XHEPF-FM
- Ensenada, Baja California; Mexico;
- Frequency: 89.1 FM
- Branding: La Rancherita

Programming
- Format: Regional Mexican

Ownership
- Owner: Gloria Herminia Enciso Power; Gloria Herminia, Maricel, José Enrique, Marcia, Claudia Beatriz and Laura Elena Jiménez Enciso
- Operator: Radio Cadena Enciso
- Sister stations: XHEBC-FM, XHAT-FM

History
- First air date: September 16, 1941 September 10, 2012 (FM)
- Former call signs: XEPF-AM
- Former frequencies: 1400 kHz (1941–2014)

Technical information
- Licensing authority: CRT
- Class: AA
- ERP: 6,000 watts
- HAAT: 95.93 m (314.7 ft)
- Transmitter coordinates: 31°52′34″N 116°38′30″W﻿ / ﻿31.87611°N 116.64167°W

Links
- Webcast: Listen live
- Website: larancheritaensenada.com

= XHEPF-FM =

Radio station in Ensenada, Baja California, Mexico

XHEPF-FM is a radio station broadcasting on 89.1 FM in Ensenada, Baja California, Mexico. It is owned by Radio Cadena Enciso and is known as La Rancherita with a regional Mexican format.

==History==
Luis Enrique Enciso received the concession for XEPF-AM 1400 on May 16, 1941, and the station signed on four months later. It has remained in the Enciso family ever since. Until 1980, it was known as Radio Onda; it became La Rancherita, broadcasting ranchera music and La Efectiva with a Regional Mexican format in 2006. On September 10, 2012, XHEPF-FM 89.1 came to the air and became operated by Grupo Radiorama/Audiorama, originally with a Spanish adult contemporary format as Estéreo Vida and later Vida 89.1, with XEPF ceasing operations on AM in 2014.

In 2015, XHEPF and XHHC-FM 92.1 swapped formats, with XHEPF returning to a Regional Mexican format as La Bestia Grupera.

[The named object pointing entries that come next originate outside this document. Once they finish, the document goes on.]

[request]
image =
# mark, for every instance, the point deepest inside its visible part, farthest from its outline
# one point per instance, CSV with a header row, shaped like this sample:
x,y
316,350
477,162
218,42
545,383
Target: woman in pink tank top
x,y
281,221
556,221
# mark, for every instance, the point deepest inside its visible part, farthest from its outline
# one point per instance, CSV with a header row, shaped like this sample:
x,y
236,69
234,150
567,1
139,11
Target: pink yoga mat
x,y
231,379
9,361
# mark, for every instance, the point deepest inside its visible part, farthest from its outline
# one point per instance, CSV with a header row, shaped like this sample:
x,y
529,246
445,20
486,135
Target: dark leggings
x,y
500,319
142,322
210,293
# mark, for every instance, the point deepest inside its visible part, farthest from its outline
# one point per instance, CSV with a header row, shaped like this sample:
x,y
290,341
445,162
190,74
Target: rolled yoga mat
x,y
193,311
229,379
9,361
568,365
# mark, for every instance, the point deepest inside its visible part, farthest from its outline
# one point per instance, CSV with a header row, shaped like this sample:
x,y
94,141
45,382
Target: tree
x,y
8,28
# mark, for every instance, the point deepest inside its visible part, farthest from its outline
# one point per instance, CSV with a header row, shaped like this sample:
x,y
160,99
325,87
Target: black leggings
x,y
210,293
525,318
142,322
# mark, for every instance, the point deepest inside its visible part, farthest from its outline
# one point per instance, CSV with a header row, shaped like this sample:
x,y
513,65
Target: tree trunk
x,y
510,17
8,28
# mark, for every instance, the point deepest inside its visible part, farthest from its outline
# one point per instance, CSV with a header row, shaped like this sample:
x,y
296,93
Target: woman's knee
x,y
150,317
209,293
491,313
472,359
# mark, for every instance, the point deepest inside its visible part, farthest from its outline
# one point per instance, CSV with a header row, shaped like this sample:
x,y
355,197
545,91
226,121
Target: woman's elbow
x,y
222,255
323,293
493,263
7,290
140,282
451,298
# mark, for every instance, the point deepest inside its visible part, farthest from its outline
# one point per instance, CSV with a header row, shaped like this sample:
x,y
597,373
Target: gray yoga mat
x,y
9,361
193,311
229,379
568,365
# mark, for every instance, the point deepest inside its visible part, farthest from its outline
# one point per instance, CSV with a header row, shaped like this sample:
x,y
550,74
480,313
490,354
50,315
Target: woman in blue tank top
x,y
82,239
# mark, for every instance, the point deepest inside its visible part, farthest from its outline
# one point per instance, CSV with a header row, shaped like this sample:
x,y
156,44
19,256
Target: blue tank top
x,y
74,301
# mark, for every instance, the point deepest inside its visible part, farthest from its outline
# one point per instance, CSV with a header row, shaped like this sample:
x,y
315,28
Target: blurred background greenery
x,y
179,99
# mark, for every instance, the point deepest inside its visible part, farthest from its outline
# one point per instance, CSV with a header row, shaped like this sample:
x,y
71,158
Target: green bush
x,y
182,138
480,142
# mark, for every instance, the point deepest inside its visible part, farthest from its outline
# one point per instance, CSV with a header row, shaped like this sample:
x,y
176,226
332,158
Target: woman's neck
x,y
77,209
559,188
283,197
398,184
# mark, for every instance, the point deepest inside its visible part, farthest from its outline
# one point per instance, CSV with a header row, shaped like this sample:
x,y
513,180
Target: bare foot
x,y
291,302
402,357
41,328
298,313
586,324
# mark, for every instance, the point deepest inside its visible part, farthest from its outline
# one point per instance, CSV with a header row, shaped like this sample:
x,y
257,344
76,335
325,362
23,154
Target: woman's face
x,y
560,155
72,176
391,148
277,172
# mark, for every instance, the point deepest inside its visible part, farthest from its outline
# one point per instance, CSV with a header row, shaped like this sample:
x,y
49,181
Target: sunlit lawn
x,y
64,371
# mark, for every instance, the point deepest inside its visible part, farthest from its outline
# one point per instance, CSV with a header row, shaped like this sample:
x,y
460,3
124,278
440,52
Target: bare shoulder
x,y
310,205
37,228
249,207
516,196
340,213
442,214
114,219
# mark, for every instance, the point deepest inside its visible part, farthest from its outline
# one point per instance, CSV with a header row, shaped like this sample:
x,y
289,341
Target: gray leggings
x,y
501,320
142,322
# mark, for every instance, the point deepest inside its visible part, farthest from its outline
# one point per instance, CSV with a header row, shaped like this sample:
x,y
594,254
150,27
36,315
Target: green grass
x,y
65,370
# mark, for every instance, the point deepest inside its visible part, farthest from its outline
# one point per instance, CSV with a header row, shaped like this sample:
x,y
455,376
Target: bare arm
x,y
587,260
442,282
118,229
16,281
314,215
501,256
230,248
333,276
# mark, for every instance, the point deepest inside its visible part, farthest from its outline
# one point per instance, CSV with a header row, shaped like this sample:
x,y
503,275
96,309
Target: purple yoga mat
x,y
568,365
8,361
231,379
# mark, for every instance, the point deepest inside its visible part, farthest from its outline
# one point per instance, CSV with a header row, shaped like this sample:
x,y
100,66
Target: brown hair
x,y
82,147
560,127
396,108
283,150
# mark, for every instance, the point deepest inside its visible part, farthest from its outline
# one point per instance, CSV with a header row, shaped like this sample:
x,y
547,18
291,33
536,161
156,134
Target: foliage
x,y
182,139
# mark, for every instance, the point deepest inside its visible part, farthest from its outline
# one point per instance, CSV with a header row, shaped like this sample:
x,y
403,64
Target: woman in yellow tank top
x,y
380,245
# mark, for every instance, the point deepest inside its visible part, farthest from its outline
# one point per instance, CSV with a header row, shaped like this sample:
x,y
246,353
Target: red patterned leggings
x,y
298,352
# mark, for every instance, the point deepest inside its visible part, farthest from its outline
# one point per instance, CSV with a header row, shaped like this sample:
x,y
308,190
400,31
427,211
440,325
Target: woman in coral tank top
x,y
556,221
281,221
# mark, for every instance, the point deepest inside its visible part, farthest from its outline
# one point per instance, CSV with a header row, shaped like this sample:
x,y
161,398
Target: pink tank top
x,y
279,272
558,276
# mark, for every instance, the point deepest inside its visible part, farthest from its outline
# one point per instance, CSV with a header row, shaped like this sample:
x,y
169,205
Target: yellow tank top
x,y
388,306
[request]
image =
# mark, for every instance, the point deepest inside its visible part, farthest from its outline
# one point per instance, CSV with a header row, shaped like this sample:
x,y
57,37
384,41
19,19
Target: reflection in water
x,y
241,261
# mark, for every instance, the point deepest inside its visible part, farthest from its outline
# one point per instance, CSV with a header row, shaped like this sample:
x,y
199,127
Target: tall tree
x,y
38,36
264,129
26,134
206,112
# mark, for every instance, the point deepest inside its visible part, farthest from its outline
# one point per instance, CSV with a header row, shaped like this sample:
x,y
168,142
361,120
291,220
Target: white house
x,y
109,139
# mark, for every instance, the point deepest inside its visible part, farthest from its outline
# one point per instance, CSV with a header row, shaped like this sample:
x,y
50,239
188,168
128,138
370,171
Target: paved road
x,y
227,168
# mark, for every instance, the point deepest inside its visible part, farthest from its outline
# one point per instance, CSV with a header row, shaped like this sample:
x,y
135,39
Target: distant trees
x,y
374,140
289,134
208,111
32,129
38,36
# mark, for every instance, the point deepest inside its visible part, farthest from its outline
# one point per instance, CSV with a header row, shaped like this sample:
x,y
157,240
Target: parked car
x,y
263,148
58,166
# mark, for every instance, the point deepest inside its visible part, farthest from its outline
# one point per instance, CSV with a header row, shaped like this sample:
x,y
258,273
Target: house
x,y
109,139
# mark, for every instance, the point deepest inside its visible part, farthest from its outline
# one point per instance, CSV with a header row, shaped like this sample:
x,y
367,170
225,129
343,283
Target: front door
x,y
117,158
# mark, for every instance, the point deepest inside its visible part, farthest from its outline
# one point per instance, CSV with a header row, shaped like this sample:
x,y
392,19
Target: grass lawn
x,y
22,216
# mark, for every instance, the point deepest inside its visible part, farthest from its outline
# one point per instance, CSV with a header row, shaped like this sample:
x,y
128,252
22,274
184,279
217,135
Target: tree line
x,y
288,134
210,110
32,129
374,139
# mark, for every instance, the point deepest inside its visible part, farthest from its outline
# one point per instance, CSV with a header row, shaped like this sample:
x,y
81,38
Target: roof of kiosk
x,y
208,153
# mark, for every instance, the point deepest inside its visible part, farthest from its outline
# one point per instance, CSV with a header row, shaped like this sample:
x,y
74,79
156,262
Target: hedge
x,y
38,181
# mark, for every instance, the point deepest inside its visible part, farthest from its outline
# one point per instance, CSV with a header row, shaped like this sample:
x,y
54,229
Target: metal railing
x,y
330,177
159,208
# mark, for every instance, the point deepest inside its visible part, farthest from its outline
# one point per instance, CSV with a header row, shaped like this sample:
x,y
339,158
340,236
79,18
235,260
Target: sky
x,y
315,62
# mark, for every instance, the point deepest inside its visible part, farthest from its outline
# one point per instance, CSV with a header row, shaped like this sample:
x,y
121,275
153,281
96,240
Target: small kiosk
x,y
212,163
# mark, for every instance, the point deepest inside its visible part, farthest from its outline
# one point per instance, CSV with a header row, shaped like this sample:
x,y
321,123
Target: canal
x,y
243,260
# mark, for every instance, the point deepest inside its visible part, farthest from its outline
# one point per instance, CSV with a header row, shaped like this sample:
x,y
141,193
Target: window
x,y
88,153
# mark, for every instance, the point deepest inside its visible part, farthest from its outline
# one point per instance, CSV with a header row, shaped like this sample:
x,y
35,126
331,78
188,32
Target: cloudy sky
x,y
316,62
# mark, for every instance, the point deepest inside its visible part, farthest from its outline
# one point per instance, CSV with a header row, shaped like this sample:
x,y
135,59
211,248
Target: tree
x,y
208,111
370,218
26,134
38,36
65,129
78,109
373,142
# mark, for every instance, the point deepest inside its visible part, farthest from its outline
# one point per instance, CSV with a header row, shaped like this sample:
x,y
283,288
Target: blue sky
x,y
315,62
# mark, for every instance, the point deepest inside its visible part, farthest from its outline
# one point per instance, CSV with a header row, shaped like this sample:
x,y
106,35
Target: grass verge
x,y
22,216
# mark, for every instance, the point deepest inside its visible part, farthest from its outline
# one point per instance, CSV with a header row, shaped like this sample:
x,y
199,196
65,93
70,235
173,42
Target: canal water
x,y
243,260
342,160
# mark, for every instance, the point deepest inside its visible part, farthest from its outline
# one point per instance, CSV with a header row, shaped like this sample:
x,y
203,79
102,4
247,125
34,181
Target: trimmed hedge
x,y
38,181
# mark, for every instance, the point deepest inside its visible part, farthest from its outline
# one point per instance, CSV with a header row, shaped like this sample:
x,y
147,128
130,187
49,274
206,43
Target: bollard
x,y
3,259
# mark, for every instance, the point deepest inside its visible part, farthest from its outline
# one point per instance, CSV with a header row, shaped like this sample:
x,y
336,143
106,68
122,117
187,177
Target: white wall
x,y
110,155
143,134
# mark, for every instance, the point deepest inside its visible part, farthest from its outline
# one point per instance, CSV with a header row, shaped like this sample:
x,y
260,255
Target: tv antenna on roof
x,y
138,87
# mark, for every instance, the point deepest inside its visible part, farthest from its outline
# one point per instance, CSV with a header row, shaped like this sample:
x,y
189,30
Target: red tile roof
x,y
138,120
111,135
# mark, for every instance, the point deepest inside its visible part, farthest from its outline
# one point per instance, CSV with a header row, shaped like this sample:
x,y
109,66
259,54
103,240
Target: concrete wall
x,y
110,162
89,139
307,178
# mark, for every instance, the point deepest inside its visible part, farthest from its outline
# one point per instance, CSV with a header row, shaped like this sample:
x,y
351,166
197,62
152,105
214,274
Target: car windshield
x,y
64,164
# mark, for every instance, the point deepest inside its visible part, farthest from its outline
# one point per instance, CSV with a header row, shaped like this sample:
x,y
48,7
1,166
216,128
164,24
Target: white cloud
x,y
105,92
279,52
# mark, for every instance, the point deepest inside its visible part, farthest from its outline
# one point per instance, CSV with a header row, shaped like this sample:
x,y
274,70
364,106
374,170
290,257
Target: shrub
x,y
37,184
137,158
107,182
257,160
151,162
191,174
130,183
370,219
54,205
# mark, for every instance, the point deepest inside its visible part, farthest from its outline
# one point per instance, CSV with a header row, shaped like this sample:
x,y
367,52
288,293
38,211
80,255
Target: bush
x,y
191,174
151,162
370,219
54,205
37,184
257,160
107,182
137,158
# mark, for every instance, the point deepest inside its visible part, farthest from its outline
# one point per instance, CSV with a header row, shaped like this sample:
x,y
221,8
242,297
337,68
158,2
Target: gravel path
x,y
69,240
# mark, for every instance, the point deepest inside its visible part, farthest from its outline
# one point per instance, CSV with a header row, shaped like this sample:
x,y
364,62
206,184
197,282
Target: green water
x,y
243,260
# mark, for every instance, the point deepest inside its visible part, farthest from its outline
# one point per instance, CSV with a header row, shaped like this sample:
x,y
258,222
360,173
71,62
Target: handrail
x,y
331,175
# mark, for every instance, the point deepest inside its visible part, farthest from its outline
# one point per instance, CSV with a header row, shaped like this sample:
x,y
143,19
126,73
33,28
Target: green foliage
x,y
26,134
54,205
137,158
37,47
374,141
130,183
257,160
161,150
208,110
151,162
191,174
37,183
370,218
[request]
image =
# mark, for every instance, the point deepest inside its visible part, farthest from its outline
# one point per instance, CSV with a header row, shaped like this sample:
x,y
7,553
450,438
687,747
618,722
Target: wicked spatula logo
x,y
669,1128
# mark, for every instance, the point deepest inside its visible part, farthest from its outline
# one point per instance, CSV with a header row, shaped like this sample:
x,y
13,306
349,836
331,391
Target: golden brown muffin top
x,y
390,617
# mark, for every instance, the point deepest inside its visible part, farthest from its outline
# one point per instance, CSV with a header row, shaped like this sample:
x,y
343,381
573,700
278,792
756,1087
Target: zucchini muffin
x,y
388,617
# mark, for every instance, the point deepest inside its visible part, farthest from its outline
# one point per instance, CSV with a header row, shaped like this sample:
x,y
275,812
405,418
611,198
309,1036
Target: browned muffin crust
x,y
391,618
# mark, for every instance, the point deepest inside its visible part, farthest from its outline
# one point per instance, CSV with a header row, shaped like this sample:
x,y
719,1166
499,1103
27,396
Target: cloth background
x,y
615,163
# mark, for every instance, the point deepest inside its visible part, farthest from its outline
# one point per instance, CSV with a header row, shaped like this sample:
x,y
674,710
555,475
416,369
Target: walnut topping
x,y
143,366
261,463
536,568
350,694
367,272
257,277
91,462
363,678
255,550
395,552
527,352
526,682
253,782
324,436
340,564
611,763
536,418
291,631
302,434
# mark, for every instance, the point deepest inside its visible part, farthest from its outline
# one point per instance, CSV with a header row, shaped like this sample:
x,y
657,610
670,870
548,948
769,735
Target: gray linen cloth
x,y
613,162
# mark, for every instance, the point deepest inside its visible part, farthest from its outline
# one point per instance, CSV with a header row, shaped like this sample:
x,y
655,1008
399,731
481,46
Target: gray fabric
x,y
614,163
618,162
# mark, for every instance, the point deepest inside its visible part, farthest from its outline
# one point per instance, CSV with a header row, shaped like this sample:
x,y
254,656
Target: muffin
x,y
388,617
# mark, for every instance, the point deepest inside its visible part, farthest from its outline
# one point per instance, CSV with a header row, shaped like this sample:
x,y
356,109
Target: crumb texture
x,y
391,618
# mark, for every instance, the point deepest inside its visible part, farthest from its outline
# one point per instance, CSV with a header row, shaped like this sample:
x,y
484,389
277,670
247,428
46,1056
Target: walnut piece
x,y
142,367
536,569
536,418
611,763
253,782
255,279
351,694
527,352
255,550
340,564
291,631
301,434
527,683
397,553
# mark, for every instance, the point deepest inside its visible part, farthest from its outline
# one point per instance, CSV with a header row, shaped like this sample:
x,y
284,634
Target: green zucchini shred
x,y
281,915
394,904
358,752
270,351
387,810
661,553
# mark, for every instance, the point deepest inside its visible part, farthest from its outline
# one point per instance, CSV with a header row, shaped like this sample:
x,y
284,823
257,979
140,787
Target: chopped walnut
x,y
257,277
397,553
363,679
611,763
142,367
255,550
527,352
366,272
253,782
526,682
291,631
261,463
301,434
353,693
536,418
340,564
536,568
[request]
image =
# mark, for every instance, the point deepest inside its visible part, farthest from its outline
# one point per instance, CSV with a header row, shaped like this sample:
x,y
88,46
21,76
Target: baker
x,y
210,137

On May 31, 2021, Grupo Audiorama ceased programming XHEPF-FM. On June 1, Radio Resultados, another Grupo Radiorama component, took over and moved the Fiesta Mexicana format from XHEBC-FM 97.9. In May 2022, XHEPF and XHEBC relaunched, with XHEPF returning to the La Rancherita name.